しかし、中にはあからさまに嫌な顔をする客もいた。
とある駅で乗ってきた夫婦らしき客。
『新人です。』と挨拶すると、旦那の方が『チッ』と舌打ちしたかと思うと、『何だ、新人かよ。』と言った。
その後、行き先を告げるが、そこは新しく出来た施設らしく聞いたことがない場所だった。
『申し訳ありません。場所が分からないので教えて頂けますか?』
と言うと、また『チッ』と舌打ちをして、
『何だよ。知らねーのかよ。とにかく出たら真っ直ぐ行け!』
俺は『はい。』と言うと、駅のロータリーを出て、真っ直ぐの道に入ろうとした。すると、
『どこ行くんだ!』
『え?真っ直ぐでは?』
『真っ直ぐっつったら、こっちだろ!』
と、ロータリーを出て右側の道を指さす。
俺は『すいません。

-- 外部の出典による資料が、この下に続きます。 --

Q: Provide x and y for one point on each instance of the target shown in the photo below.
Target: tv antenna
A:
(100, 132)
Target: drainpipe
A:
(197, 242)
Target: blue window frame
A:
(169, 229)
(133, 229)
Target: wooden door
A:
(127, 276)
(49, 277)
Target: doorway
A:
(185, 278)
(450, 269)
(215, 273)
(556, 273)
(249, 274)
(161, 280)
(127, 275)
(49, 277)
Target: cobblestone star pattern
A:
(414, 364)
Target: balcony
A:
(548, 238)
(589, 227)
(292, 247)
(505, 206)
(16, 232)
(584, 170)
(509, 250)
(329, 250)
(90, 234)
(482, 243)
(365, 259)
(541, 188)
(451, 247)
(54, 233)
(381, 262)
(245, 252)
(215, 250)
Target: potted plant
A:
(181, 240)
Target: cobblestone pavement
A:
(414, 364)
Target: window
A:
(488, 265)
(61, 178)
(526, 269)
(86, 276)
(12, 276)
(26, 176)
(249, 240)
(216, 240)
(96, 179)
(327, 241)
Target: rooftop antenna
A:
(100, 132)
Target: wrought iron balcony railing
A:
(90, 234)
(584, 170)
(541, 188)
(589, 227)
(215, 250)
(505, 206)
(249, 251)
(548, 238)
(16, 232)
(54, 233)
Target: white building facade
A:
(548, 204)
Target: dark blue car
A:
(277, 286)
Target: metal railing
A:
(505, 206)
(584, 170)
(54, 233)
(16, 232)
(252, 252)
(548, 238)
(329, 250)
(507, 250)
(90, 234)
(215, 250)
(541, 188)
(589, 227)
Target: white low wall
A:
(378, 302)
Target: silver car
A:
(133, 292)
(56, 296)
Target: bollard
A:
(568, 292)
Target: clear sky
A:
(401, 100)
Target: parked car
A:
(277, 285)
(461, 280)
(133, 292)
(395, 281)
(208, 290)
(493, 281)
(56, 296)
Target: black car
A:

』と言って、そちらに進み、
『次はどちらですか?』
と聞いた。
『突き当たりを右だ!』
言われたとおり突き当たりまで真っ直ぐ行こうと思い、幹線道路を直進しようとすると、
『どこ行くんだ!突き当たり右って言っただろ!』
『え?でも突き当たりって……』
『だからここが突き当たりだろーが!日本語分かんねーのか!』
この場所は幹線道路と交差してはいるが、十字路で直線の道もかなり広いので、突き当たりと認識する人はほぼいないと思う。
それが証拠に、隣の奥さんが、
『あなたの言い方が悪いのよ。』
と言った。しかし、
『お前は黙ってろ!』
と、聞く耳を持たない。
こんな人間もいるんだ。と、呆れると同時に奥さんも大変だなと同情してしまった。
路線バスの仕事もそうだったが、タクシーはより一層人間観察の仕事だなと思った瞬間だった。